An illustration showing a profile with a brain and circuitry inside it

Brain and digital man

Source: © Lee Woodgate/Ikon Images

Time for a confession: as a chemist firmly on the inorganic–materials–physical end of the subject spectrum, synthetic organic chemistry has always been a dark art to me. And retrosynthetic analysis was probably the darkest of those arts. I can remember all too well the struggles through a certain typewritten workbook during the second year of my degree, groaning as I dutifully uncovered the next problem.

So if anyone is in a position to welcome the developments in Andy Extance’s feature, it’s me – or me 20+ years ago, anyway (thankfully nobody expects me to perform any organic chemistry these days, on paper or in glassware). The idea of encoding the decades and decades of reaction-based knowledge of synthetic chemists has been a dream almost as old commercial programmable computers. Indeed, if someone with the synthetic prowess of Nobel laureate E J Corey is trying to do it, maybe I’m not alone in my retrosynthetic woes.

It’s an area that we’ve covered many times over the past few years, as developments have been reported in academic journals or start-ups have been bought by bigger chemical companies. We thought it was time for a more in-depth look to find out a bit more about how the technology works – and perhaps more importantly, who’s using it.
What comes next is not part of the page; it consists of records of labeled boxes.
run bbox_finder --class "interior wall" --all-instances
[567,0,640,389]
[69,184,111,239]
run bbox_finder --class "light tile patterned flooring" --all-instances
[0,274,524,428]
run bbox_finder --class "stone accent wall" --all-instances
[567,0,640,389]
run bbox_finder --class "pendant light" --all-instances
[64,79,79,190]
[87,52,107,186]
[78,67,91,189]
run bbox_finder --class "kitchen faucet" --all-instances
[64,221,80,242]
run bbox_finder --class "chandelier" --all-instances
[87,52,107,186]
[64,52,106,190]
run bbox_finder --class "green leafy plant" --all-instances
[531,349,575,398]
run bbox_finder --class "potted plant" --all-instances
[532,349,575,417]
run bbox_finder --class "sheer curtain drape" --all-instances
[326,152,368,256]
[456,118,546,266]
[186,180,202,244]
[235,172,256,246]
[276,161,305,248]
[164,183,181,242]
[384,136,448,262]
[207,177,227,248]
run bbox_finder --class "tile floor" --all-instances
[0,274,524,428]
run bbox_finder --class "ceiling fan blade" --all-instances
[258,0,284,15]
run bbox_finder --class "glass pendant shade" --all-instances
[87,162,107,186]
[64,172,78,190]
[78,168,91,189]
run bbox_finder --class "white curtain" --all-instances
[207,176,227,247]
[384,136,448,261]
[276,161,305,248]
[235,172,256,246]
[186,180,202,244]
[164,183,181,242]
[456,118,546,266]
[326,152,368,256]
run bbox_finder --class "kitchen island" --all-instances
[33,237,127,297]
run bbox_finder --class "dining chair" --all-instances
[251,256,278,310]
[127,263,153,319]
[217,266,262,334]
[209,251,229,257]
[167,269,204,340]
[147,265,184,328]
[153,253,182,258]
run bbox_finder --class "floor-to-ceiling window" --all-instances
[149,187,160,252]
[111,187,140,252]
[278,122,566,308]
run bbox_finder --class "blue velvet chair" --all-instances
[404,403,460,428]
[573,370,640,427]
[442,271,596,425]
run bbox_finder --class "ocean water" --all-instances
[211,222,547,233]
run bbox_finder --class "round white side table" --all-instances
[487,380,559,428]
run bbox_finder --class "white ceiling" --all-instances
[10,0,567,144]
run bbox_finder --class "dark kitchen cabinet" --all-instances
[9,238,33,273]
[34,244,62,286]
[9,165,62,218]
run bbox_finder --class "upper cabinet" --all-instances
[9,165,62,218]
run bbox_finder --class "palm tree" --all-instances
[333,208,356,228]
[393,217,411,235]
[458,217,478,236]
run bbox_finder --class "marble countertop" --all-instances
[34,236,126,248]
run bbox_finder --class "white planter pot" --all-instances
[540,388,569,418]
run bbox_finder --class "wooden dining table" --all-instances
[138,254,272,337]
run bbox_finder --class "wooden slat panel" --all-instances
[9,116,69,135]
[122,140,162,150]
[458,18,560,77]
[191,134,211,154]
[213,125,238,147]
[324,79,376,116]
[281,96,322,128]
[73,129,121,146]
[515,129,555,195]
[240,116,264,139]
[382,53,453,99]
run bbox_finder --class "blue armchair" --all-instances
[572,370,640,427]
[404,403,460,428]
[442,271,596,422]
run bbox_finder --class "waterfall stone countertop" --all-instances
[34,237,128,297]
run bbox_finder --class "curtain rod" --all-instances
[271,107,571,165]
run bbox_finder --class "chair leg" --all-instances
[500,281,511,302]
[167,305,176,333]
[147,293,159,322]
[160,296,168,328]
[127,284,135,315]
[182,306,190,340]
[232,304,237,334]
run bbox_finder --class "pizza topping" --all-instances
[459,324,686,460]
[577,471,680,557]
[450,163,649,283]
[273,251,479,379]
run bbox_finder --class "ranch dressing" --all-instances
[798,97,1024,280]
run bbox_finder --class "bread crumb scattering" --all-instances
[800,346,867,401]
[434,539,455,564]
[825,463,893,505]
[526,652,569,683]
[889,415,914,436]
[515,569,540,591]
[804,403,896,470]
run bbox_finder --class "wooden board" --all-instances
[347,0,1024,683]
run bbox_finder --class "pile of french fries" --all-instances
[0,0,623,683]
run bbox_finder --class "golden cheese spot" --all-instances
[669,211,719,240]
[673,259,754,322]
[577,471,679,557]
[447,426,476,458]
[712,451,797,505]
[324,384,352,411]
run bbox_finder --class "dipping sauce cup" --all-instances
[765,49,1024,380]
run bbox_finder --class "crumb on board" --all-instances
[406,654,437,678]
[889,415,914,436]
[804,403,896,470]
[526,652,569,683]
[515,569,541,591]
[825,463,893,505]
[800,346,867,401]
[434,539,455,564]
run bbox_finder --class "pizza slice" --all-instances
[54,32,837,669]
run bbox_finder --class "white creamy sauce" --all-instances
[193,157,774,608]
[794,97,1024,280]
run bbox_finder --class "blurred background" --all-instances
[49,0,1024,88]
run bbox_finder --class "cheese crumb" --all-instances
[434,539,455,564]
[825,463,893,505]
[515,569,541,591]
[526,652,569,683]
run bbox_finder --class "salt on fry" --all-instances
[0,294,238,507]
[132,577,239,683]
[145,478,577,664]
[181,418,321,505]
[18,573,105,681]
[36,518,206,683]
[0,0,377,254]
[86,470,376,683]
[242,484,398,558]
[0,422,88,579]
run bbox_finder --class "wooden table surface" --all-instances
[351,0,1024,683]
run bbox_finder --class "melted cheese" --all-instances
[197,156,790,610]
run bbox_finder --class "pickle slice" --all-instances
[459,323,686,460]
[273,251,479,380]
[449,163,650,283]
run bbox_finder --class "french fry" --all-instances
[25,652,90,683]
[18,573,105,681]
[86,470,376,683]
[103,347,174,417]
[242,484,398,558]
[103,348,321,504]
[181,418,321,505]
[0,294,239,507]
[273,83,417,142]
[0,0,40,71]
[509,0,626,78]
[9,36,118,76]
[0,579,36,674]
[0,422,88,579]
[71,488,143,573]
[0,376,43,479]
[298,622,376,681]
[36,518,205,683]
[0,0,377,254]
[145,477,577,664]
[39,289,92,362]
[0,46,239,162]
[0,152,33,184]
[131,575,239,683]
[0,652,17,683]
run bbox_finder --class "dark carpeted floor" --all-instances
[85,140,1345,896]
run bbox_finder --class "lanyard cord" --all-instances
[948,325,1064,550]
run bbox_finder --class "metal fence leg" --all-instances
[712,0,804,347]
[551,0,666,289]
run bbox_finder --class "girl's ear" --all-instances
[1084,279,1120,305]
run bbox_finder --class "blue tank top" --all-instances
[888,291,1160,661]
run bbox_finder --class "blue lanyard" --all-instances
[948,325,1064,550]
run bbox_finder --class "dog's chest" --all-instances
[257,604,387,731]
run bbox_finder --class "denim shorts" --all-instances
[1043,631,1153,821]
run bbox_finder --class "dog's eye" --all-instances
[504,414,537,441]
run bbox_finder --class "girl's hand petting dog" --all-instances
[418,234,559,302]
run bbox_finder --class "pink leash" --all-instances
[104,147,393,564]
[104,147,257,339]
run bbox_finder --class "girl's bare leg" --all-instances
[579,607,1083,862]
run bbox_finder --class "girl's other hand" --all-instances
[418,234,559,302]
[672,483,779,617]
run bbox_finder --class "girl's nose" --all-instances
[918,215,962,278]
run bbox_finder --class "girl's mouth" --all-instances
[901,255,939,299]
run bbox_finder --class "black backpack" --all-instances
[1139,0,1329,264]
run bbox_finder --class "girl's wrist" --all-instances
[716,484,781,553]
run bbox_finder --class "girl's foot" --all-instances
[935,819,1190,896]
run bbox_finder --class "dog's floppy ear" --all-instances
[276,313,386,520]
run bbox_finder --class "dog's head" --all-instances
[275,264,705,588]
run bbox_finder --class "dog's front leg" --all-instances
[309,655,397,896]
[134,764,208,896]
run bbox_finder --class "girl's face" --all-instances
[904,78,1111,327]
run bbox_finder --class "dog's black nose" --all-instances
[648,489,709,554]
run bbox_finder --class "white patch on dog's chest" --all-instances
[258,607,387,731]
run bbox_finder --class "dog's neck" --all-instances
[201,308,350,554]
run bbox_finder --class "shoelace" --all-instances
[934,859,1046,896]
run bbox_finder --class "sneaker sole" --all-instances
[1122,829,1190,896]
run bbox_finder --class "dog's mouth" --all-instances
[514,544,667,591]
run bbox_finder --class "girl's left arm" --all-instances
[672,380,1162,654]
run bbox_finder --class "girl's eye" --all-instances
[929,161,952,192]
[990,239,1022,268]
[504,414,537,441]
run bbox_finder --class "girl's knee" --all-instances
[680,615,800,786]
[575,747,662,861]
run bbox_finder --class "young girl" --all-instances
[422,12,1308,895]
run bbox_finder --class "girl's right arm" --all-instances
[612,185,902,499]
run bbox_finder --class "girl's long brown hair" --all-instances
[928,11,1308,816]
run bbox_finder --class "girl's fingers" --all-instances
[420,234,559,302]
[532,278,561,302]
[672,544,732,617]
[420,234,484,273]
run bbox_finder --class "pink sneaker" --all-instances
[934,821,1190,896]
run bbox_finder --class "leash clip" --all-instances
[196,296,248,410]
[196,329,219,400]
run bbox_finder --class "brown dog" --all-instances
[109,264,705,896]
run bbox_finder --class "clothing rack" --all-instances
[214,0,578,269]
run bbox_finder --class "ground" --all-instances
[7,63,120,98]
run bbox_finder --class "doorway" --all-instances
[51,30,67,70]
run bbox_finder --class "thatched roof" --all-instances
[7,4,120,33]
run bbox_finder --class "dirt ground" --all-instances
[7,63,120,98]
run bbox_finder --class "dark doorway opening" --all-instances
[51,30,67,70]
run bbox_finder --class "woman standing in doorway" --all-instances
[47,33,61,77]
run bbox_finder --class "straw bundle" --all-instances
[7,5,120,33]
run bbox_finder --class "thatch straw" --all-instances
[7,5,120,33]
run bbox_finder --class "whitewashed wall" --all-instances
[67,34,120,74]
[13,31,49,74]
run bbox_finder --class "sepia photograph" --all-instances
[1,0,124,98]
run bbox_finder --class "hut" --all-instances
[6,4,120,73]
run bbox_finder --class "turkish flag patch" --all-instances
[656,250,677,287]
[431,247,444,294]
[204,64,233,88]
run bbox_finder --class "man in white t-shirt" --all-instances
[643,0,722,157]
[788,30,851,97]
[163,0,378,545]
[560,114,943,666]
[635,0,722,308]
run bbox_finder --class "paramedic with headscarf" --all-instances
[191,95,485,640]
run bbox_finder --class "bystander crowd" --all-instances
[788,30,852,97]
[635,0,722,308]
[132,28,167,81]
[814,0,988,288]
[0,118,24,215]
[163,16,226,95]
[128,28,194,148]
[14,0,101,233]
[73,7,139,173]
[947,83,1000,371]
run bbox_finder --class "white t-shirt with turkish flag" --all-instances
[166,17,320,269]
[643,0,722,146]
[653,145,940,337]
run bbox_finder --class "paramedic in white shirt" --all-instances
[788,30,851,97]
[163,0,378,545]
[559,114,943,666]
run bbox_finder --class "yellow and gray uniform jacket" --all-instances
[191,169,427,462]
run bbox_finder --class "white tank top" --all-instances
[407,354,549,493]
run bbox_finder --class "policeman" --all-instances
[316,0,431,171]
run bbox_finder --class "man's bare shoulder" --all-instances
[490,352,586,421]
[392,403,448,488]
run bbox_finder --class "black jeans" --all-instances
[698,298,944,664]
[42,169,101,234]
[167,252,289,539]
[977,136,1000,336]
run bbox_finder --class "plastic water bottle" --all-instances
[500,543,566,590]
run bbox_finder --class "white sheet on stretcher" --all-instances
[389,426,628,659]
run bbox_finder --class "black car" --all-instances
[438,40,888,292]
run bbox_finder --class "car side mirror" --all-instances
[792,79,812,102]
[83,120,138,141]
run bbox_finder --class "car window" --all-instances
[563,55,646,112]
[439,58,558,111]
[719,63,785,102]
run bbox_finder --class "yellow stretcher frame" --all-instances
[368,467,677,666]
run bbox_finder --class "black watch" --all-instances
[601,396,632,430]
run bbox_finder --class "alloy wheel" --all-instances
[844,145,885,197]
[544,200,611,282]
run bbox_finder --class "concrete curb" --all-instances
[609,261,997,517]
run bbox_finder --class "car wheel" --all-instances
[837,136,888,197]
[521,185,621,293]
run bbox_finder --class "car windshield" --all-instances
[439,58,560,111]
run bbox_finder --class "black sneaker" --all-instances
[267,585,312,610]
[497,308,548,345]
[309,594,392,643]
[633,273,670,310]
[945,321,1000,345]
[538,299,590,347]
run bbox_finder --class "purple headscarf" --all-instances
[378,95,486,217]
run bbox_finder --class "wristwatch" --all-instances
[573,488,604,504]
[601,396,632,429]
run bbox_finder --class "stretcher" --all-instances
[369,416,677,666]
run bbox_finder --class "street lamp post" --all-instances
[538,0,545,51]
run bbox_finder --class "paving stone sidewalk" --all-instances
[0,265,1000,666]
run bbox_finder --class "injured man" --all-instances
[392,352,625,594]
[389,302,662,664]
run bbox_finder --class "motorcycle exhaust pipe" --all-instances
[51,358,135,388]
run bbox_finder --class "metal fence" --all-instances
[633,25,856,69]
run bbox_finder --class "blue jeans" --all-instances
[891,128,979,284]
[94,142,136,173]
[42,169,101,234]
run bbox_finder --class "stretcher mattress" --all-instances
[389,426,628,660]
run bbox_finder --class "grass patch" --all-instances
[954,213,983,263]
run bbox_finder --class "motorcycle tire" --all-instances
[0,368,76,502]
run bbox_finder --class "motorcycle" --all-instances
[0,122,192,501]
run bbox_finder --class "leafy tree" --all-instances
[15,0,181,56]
One question not addressed in our feature, nor in the research papers, but one I’m sure is on plenty of lab-based chemists’ minds: what does the future hold for chemists themselves? Will they be put out of work by synthesis-planning software? As a great sage once said, it’s tough to make predictions, especially about the future. But I’ll risk some egg on my future face by guessing the answer is probably not.

Even the best retrosynthetic software will still need a skilled operator, one who can interpret its outputs and choose the best suggested path to a compound. And until chemistry advances to the point where every single reaction possible is achievable by the apocryphal one-armed operator in an old bathtub, it’s also likely that chemists will be needed to do the reactions – or supervise a robot army to do them for us.

Until that time, the many expert chemists out there can rejoice. Help is on its way, in the form of software encoded with every reaction ever published and the brains to navigate chemical space. Pretty useful, I hope you’ll agree.